Measuring Clinical Response and Remission in Juvenile Idiopathic Arthritis: Measures of Health-related Quality of Life and Functional Ability

Measures of Health-related Quality of Life and Functional Ability

A number of indices exist for the measurement of health-related quality of life and disability in children with JIA. The most commonly used are the PedsQL and CHAQ.

The PedsQL has been validated in large populations of healthy children and in children with chronic illnesses and has been found to be a reliable and sensitive measure of health-related quality of life.^[34] Furthermore, the PedsQL 4.0 Generic Core Scales and the PedsQL 3.0 Rheumatology Module have been validated in a population of children with rheumatologic illnesses, approximately one-third of whom were diagnosed with JIA.^[35] The CHAQ was developed specifically as an outcome measure for children with juvenile rheumatoid arthritis and is a commonly used measure of disability in this population.^[36] The use of these measures and additional instruments, including the Juvenile Arthritis Function Assessment Report (JAFAR) and the Juvenile Arthritis Quality of Life Questionnaire (JAQQ), was recently reviewed.^[37]

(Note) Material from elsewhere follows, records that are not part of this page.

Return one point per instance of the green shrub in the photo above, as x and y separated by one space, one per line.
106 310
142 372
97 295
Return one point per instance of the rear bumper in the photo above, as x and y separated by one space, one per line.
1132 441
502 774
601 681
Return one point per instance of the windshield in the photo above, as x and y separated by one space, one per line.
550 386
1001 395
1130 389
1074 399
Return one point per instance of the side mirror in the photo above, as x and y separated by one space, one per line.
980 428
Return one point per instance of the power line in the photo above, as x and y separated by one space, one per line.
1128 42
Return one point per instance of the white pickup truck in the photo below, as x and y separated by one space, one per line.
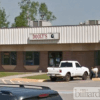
67 70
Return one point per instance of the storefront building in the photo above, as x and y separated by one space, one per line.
34 49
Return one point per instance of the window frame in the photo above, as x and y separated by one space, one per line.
10 61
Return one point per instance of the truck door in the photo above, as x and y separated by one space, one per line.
78 70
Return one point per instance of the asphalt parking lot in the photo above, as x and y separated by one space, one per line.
65 89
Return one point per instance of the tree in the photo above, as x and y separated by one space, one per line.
30 11
45 13
3 19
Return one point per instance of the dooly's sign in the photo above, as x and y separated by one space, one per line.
44 36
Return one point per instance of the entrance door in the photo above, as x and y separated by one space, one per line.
55 58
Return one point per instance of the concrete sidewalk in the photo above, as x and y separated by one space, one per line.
20 76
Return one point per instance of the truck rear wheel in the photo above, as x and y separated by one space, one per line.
84 77
67 77
53 78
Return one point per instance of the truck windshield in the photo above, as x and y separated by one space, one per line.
66 64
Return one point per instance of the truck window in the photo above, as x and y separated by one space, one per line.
66 64
77 65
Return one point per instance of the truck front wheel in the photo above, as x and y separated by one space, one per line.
84 77
67 77
53 78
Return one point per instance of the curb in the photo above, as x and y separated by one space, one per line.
28 80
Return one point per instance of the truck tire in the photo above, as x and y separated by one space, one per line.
53 78
67 77
84 77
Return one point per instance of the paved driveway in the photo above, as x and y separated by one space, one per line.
65 89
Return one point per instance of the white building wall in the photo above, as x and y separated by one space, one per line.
68 34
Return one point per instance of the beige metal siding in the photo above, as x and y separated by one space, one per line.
68 34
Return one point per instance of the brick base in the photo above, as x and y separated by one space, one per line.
85 58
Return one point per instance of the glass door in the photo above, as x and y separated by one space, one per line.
55 58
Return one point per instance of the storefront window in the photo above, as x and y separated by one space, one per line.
55 58
31 58
97 58
9 58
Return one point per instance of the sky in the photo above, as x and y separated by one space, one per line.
68 12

Two recent reports from the Pediatric Rheumatology International Trials Organization (PRINTO) multinational cohort assessed both patient and proxy reports of health-related quality of life measures. Both surveys used the Child Health Questionnaire (CHQ), a generic measure of quality of life, as the primary outcome measure. The first survey enrolled a total of 6639 children from 32 countries, 3324 children with JIA and 3315 of their healthy peers, between the years 1998 and 2000.^[38*] This survey found that children with JIA had lower CHQ scores in both the physical and psychosocial domains than did the healthy controls, with the physical domain tending to show larger effects, particularly within the areas of global health, physical function, and bodily pain. Overall, children with oligoarticular disease had better quality of life scores than children with the other JIA subtypes. The second investigation reported health-related quality of life outcomes from 3167 children with JIA in Western Europe, Eastern Europe, and Latin America and found similar results, with the additional finding that there was no significant variation in these findings between the 3 geographic regions.^[39]

These cross-sectional reports, with large numbers of patients encompassing multiple geographic regions, provide a snapshot of health-related quality of life in children with JIA and suggest areas on which to focus interventions. Longitudinal follow-up and comparison of these cohorts to more recent cohorts receiving biologic agents will provide additional information regarding the status of health-related quality of life in children with JIA.